In the end, I guess you can say that I admire this movie more for its execution than I do in regards to the writing. Because while this film does show why cyber-bullying is just bad on all accounts, this also means that the main characters, who are all horror stereotypes, are unlikable because they played a part in the cyber-bullying of their classmate Laura, who ended up killing herself because of it. And as much as this is a case where, given the situation, you’re actually rooting for the killer due to what happened to her, we never get a clear idea of who this killer is supposed to be or how this is even happening in the first place. Without the whole ‘online/Skype’ angle, this would’ve just been your run-of-the-mill clichéd teen horror flick.
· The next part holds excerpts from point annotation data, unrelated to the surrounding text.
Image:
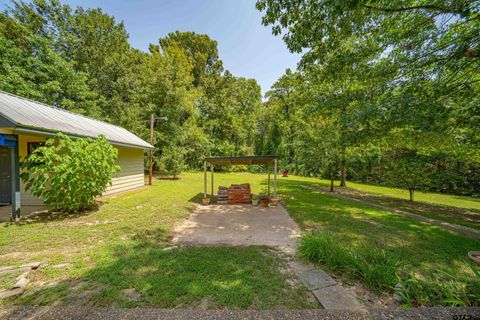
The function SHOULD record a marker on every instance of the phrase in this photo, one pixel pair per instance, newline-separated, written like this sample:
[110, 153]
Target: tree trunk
[343, 178]
[343, 171]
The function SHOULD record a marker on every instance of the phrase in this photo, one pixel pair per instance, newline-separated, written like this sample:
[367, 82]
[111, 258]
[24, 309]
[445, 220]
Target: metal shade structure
[250, 160]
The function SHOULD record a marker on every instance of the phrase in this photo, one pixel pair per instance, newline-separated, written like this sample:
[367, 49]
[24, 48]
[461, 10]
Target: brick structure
[238, 194]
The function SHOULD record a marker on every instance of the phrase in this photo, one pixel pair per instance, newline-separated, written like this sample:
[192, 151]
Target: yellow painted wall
[131, 175]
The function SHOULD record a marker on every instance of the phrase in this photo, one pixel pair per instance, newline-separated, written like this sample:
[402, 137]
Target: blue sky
[247, 48]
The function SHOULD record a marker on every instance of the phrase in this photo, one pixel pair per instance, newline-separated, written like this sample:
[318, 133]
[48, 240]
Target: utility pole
[152, 123]
[152, 120]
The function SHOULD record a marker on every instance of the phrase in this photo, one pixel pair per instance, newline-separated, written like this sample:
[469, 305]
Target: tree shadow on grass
[46, 216]
[422, 246]
[146, 272]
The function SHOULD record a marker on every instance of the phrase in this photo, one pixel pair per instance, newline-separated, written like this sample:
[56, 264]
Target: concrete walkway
[81, 313]
[246, 225]
[469, 232]
[238, 225]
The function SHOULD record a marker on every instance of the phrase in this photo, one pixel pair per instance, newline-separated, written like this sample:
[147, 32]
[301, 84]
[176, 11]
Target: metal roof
[29, 116]
[241, 160]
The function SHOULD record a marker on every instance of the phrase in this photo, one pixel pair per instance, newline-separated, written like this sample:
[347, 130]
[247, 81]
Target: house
[26, 124]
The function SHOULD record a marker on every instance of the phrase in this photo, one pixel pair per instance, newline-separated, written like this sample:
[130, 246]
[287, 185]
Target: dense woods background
[386, 92]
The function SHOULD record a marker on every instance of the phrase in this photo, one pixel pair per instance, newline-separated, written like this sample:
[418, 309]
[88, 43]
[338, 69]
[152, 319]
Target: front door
[5, 176]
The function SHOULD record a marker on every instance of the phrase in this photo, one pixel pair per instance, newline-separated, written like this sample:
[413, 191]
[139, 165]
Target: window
[31, 146]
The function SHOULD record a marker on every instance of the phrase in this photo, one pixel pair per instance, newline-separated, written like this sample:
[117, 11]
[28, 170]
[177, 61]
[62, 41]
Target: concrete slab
[238, 225]
[336, 298]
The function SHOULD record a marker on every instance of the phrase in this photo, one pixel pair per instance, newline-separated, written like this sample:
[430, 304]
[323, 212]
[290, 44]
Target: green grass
[9, 279]
[427, 197]
[120, 256]
[458, 211]
[430, 253]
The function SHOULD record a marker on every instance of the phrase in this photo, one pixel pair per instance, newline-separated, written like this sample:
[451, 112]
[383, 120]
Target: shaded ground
[74, 313]
[238, 225]
[435, 255]
[120, 256]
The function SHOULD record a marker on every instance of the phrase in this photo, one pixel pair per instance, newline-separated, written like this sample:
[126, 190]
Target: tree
[408, 172]
[201, 49]
[70, 174]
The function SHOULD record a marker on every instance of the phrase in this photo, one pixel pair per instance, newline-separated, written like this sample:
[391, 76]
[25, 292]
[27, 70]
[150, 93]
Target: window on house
[31, 146]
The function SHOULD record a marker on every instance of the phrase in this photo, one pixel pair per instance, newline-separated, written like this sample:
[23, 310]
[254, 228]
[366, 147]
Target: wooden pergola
[253, 160]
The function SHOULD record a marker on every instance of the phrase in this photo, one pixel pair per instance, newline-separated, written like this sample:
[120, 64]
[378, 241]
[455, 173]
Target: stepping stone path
[22, 280]
[328, 292]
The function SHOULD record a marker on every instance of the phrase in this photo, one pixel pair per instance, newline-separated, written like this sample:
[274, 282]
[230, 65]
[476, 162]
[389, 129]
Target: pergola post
[204, 179]
[212, 178]
[275, 178]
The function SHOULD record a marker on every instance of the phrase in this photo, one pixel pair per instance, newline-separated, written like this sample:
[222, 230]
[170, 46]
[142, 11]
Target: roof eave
[28, 129]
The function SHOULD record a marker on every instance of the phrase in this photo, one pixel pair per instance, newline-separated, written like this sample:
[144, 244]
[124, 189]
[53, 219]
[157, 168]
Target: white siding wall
[131, 175]
[26, 198]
It still is, but because of the inventive direction they took with telling the story, as well as its solid establishment of realism primarily though portraying the typical Skype conversation, it’s not as big of an issue here compared to a film like ‘Annabelle’ or ‘Ouija’. Of course keep in mind I’m not a fan of horror films so these aren’t the kind of movies I usually see. But even with that said, I did like ‘Unfriended’. I may not have been ‘scared’ by it, per se, but I will give it credit for actually doing a really good job in terms of suspense and paranoia through its solid execution of its online-themed set-up. As far as horror films go, I can’t say that this is an absolute ‘must-see’ but given some of the other horror films that have come out over the past few years, this one does have more to offer.